Rendered in place track doesn't null

I tested with Retrologue. Triangle, one oscillator, fixed phase at 0°.
Render in place with dry settings and 32bit float (Cubase’s audio engine runs on 32bit float as well).
The signals null each other perfectly.

I also tested with GA SE 6 and a kick drum sample. Did not do anything in GA SE besides loading the sample.
On every trigger of the kick drum sample I get a very short signal spike. The meter in the right measures it at -138 dB. If I amplify the signal by 138 dB I can hear a certain part of the kick drum sample.
I am not sure why GA SE 6 does not null perfectly.

Thanks for testing. Could you test my latest project, because the spikes are way higher in there. You ned to loop it. I don’t need to amplify even anything. And those spikes will be random. I will test Halion tomorrow.

Hi Igro,

Is it possible you had “Zero crossing” enabled, which can sometimes move the audio tracks slightly, leading to non-null?

Thanks

Pauly

No, I checked that. The problem is not with the rendered files. I can make two renders from Groove Agent SE (not the render from the render) and those renders will null to each other. But they will never null with the Raw GrooveAvent, because it slightly drifts in time for unknown reason. Those non-null hits will be at random points. Just loop the last project I did. It does show this everything

But situation is even worse than that. You can you SamplerTrack. And it will drift in time too. Make sure to use something like dirty kicks that hitting continuously for four bars long. Then phase invert and loop it constantly. Btw, try to give a single kick a separate midi part and render as “separate events”.

Finally, the Steinberg support answered to this. And yeah, I was right, the issue was real (I’m not sure how did you do your test to not find it….):

“We have reviewed the behavior together with the development team.
The developers were already aware of this behavior, and your tests confirm the current internal understanding.
More specifically:

  • during playback, a minimal jitter of approximately 1–2 samples may occur;

  • the file generated via Render in Place / Export can be delayed by 1 sample compared to HALion Sonic 7 and Groove Agent 6 SE playback;

  • if you move the rendered file 1–2 samples earlier and perform a null test (phase inversion), the signal becomes silent.

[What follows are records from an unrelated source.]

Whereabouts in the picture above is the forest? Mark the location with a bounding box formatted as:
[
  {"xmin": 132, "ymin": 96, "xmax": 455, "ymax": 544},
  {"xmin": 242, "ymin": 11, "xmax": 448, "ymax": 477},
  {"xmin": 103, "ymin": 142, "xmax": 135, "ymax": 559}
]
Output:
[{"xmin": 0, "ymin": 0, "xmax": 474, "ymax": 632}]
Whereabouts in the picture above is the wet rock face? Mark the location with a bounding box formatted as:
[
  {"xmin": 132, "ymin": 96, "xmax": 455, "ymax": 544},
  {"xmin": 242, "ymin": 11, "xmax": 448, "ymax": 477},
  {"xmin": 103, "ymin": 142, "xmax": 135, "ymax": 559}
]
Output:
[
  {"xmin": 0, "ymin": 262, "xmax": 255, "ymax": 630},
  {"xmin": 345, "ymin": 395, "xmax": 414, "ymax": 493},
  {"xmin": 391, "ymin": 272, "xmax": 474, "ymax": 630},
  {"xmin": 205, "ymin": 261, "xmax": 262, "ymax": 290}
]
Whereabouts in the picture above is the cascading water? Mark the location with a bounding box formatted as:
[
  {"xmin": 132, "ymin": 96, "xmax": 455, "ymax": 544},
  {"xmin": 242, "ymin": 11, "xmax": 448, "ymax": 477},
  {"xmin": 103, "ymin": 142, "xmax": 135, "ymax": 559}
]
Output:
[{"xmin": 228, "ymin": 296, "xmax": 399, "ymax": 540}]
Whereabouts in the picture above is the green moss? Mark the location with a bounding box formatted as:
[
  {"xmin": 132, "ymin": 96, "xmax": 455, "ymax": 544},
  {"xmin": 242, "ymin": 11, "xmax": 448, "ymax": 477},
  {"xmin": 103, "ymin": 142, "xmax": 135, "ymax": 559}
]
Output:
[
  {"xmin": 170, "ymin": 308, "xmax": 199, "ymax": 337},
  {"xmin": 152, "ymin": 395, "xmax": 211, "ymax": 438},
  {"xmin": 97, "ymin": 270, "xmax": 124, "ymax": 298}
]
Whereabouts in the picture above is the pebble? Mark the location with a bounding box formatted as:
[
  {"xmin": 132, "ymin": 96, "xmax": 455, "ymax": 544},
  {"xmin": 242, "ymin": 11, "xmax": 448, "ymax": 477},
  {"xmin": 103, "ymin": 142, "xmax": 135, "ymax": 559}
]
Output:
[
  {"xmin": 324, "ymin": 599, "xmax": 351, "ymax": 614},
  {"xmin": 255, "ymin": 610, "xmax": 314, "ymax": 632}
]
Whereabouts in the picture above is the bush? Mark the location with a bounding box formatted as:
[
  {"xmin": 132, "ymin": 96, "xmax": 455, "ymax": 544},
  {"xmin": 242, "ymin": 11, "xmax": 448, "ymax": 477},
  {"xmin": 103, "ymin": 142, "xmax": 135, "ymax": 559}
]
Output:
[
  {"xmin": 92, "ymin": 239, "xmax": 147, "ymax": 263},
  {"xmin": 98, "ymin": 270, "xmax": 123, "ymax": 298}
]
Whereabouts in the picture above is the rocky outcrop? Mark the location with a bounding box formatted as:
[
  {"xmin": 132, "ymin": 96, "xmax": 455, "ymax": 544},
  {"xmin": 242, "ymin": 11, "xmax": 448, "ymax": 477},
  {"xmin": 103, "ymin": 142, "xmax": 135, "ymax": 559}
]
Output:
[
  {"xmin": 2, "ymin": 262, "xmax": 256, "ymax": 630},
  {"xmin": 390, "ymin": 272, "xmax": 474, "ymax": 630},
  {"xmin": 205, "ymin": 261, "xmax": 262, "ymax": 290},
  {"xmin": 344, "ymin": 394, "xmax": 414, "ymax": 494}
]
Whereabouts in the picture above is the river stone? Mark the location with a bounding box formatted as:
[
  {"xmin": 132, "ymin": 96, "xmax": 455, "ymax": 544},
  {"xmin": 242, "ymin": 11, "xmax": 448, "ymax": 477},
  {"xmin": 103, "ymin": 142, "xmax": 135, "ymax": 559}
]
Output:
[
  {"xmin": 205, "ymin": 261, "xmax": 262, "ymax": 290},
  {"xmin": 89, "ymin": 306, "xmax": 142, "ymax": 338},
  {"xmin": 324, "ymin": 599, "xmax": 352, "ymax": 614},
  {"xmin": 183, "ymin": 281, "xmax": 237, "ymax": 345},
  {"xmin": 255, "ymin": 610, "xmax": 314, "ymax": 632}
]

This behavior is related to the architecture of the audio engine and its internal rendering process. Since the effect can only be detected through a null test and is not perceptible in a real-world or musical listening context, a corrective intervention is currently not considered appropriate.”


P.S: There are other audio quality issues I found since I started using Cubase (what a surprise, as it is usually considered as very very professional DAW), but I see it is not that important to forum users and Steinberg anyway. Will continue in Bitwig, as it has a way better audio engine. Though I preferred the Cubase workflow more than the Bitwig’s one.

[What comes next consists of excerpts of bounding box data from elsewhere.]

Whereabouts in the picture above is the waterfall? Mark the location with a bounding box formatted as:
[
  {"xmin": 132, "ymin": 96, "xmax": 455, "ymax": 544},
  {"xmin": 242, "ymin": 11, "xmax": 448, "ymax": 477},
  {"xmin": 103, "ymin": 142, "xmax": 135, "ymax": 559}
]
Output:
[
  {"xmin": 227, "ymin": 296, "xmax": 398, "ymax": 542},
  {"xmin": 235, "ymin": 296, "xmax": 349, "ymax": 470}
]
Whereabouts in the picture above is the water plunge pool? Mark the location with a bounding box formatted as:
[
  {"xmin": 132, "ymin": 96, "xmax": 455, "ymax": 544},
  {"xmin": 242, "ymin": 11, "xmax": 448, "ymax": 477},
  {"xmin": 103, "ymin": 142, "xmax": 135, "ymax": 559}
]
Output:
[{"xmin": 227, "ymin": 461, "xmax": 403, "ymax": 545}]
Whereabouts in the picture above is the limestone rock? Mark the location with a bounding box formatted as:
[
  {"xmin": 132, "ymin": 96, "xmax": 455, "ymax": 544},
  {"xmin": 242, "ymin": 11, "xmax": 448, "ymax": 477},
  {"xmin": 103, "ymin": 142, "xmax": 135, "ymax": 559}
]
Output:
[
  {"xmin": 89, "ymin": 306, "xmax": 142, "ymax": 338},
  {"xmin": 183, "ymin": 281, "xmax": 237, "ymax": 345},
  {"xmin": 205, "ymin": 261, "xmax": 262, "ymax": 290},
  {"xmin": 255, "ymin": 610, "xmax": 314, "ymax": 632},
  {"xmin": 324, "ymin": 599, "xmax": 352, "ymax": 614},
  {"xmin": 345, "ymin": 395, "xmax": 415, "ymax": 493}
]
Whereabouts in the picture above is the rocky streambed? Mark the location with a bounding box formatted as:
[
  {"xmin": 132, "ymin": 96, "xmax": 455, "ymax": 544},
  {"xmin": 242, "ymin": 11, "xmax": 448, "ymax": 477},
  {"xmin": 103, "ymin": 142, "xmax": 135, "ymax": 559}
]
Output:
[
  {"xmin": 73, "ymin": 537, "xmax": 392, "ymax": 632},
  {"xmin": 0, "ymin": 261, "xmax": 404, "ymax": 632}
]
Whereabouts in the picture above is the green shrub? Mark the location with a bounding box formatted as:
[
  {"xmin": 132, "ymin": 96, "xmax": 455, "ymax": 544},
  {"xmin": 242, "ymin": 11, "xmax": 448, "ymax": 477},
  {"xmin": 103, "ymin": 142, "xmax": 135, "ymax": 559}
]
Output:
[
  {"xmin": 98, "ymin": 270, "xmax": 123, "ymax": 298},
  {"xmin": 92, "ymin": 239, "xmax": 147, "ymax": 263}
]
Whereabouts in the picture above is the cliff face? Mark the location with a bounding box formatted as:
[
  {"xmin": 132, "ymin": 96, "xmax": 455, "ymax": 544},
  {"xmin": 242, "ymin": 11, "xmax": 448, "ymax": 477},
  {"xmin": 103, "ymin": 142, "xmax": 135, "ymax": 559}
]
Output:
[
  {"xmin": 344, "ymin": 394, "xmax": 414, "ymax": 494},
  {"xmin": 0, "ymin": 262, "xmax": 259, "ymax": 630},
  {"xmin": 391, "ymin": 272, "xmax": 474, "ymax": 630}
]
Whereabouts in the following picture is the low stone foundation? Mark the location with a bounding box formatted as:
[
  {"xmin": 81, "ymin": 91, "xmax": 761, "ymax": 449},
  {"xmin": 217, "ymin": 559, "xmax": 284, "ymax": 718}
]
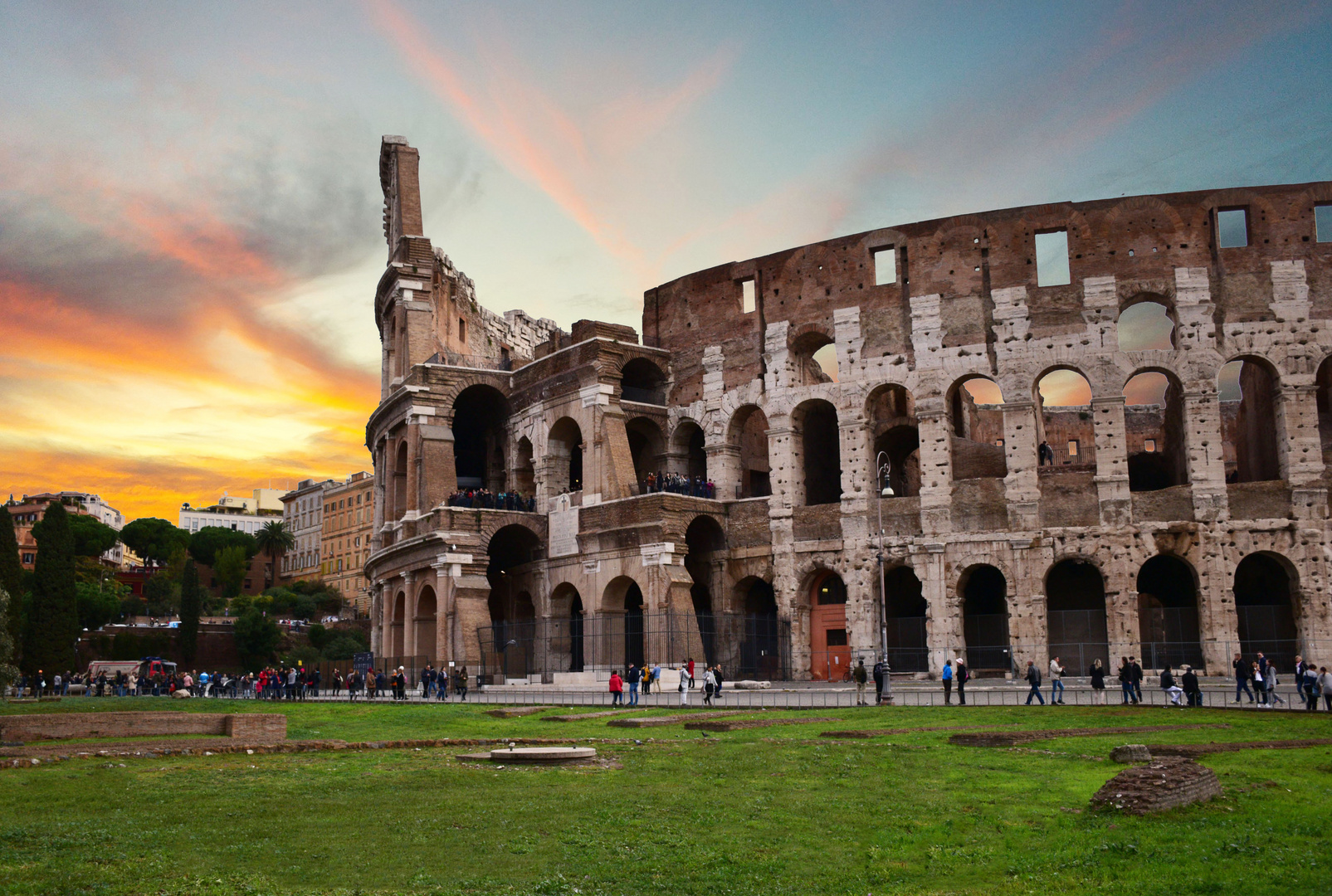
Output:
[
  {"xmin": 1090, "ymin": 757, "xmax": 1222, "ymax": 815},
  {"xmin": 0, "ymin": 713, "xmax": 286, "ymax": 743}
]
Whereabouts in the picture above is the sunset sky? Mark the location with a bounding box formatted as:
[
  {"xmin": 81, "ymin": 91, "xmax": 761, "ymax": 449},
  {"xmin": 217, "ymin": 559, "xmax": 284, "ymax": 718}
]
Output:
[{"xmin": 0, "ymin": 0, "xmax": 1332, "ymax": 520}]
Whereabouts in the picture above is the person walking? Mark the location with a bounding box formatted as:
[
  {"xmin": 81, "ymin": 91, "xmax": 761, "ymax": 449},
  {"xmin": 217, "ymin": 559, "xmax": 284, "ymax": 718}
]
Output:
[
  {"xmin": 1087, "ymin": 656, "xmax": 1105, "ymax": 706},
  {"xmin": 1050, "ymin": 656, "xmax": 1064, "ymax": 706},
  {"xmin": 1231, "ymin": 654, "xmax": 1253, "ymax": 703},
  {"xmin": 1027, "ymin": 659, "xmax": 1046, "ymax": 706},
  {"xmin": 1162, "ymin": 665, "xmax": 1184, "ymax": 706},
  {"xmin": 1180, "ymin": 663, "xmax": 1203, "ymax": 707},
  {"xmin": 627, "ymin": 663, "xmax": 643, "ymax": 706}
]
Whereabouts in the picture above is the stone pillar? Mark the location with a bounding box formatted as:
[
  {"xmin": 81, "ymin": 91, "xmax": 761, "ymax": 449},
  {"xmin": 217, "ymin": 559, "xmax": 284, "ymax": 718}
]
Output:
[
  {"xmin": 1003, "ymin": 401, "xmax": 1041, "ymax": 531},
  {"xmin": 916, "ymin": 398, "xmax": 953, "ymax": 535},
  {"xmin": 1184, "ymin": 382, "xmax": 1229, "ymax": 522},
  {"xmin": 1090, "ymin": 396, "xmax": 1134, "ymax": 528}
]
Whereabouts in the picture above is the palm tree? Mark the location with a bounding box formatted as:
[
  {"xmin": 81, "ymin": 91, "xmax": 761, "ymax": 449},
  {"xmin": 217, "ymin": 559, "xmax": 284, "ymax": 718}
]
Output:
[{"xmin": 255, "ymin": 519, "xmax": 295, "ymax": 588}]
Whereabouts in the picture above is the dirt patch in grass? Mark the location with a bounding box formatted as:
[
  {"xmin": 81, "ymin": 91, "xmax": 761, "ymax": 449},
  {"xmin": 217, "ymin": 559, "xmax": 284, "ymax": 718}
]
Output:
[{"xmin": 949, "ymin": 722, "xmax": 1231, "ymax": 747}]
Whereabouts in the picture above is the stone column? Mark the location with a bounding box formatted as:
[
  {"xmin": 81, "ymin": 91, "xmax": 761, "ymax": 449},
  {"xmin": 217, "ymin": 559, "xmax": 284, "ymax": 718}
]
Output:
[
  {"xmin": 1090, "ymin": 396, "xmax": 1134, "ymax": 528},
  {"xmin": 1184, "ymin": 383, "xmax": 1229, "ymax": 522},
  {"xmin": 916, "ymin": 398, "xmax": 953, "ymax": 535},
  {"xmin": 1003, "ymin": 401, "xmax": 1041, "ymax": 531}
]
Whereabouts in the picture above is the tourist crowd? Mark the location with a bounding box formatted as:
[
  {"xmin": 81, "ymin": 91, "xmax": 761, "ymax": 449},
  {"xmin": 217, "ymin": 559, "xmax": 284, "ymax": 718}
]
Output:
[
  {"xmin": 447, "ymin": 489, "xmax": 537, "ymax": 514},
  {"xmin": 639, "ymin": 473, "xmax": 716, "ymax": 498}
]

Everytime you render something thats oscilating or modulating, you will not get the same result.

You will have a better chance winng the lottery 10 times in a row or being struck by lightning 7 times than getting an exact render from a synth that oscillates and modulates.

Could you get a guitar player to play the exact same guitar part 100%, this is exactly the same thing.

This is why rendering to audio from midi is important, otherwise everytime you hit play, your synths produce a slightly different set of soundwaves, audio is a pure locked in exact imprint of a moment in time.

Hi. The talk was about static sounds. Completely static. You can read the post above. And Steinberg HAS already confirmed the behaviour which happens due its audio engine internals. And I have various DAWs to test this out. I’m not a newbie.